I bet the reason why Wolfram can't find solutions 3 and 4 for the equation

$$ (x^2-7x+11)^{x^2-13x+42}=1 $$

is because it thinks that the domain of the function in LHS is $x^2-7x+11 \gt 0$. And this does make sense. In my school textbook the domain of exponential function $a^x$ is given by $a>0, a \ne 1, x \in \mathbb{R}$. There is no definition to calculate raise of some arbitrary negative base to the power of some arbitrary real number. Your function clearly is not the exponential, since the base is not a constant.

But you can do it manually.

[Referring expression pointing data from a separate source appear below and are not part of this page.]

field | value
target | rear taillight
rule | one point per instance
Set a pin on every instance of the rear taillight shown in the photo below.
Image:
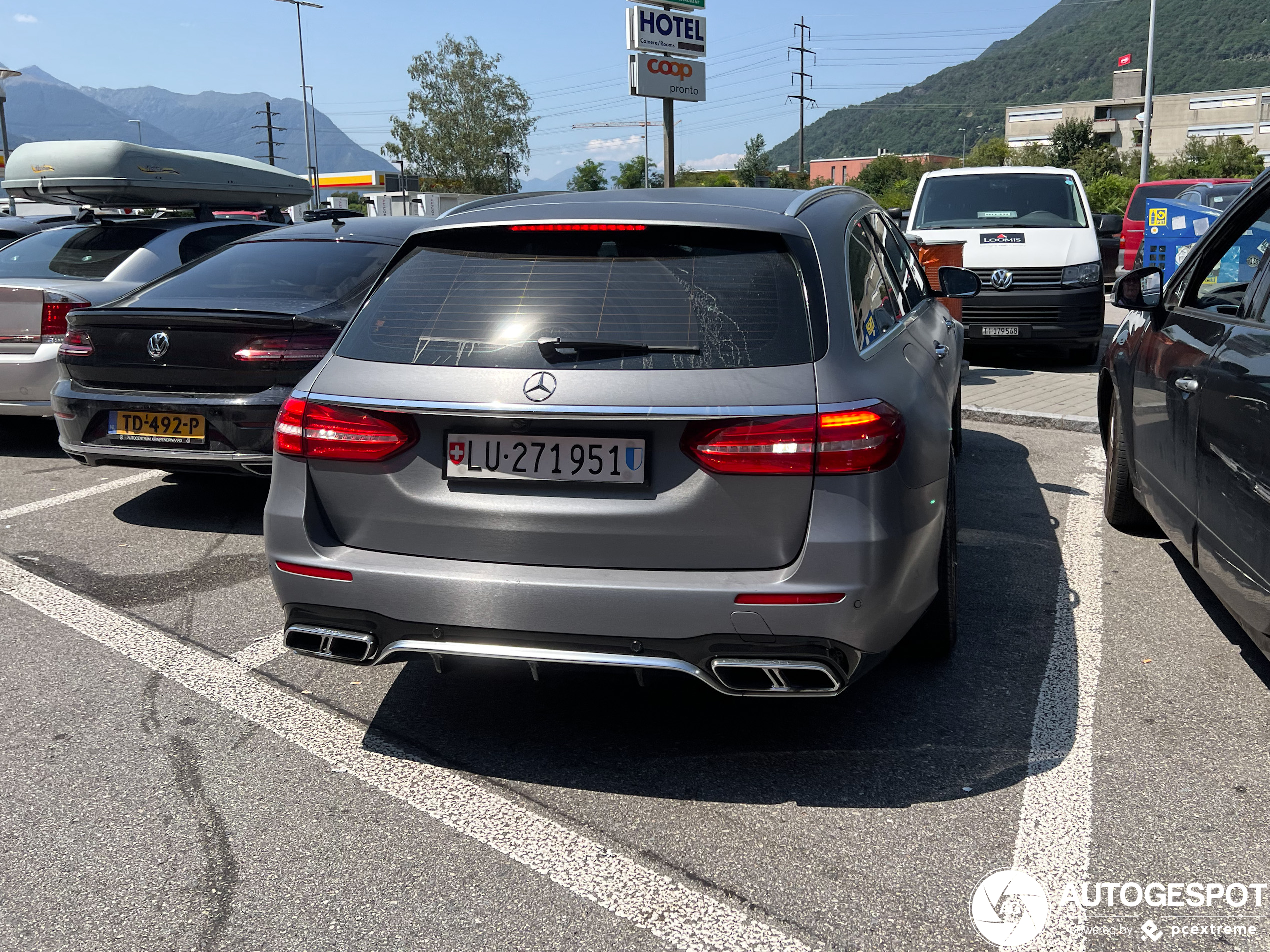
(320, 432)
(852, 441)
(76, 344)
(299, 347)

Firstly, let's assume that $x^2-7x+11>0$. Then let's take the logarithm from both sides(since it is monotonic, $\ln a= \ln b \iff a=b$): $$ (x^2-13x+42)\ln(x^2-7x+11)=0. $$

The equality holds when $x^2-13x+42=0 \space \text{and in the same time} \space x^2-7x+11>0$ or if simply $x^2-7x+11=1$.

$$ x^2-13x+42=0 \iff x=6 \space \text{or} \space x=7. \\ 6^2-7 \cdot 6+11=36-42+11>0 \\ 7^2-7 \cdot 7+11>0 $$

Then both $x=6$ and $x=7$ satisfy our conditions.

Now consider another case: $$ x^2-7x+11=1 \iff x=2, x=5. $$

We solved our equation assuming the domain is $x^2-7x+11>0$. We can not solve it when $x^2-7x+11 \le 0$ since the function is not well-defined for arbitrary case. But we do know how to raise negative integer to the positive integer power.It means that if we assume that $x^2-7x+11$ is a negative integer, then obviously it should be equal to $(-1)$ and the power the should be positive even integer:

$$ x^2-7x+11=-1 \iff x=3, x=4 \\ \text{then} \space x^2-13x+42 \space \text{should be positive even integer. Let's check it: }\\ 3^2-13 \cdot 3 + 42=9-39+42>0 \\ 4^2-13 \cdot 4 + 42=16-52+42> 0 $$

So, your favourite $x=3$ and $x=4$ also satisfy our equation. We are done now! Any questions are greatly appreciated!

Answer 2

We want to solve in $\mathbb{Z}$ the equation ${ (x^2 - 7x + 11)}^{x^2 - 13x +42}=1.$

Since $a^b=1$ for some $a,b\in \mathbb{Z}$ only if

1. $a=1$ or
2. $a\neq 0$ and $b=0$ or
3. $a=-1$ and $b$ is even,

we solve for each of listed cases:

1. ${x^2 - 7x + 11}=1 \iff x=2 \quad \text{or}\quad x=5,$
2. ${x^2 - 13x + 42}=0 \iff x=6 \quad \text{or} \quad x=7,$
3. ${x^2 - 7x + 11}=-1 \iff x=3 \quad \text{or} \quad x=4.$

It is easy to check that each of the above numbers satisfies the equation.

REMARK

The "difficulty" of WolframAlpha is related to the use of a function inverse to exponential function. It is not defined if the basis of the exponential is not positive. In the above solution, this corresponds to the case 3.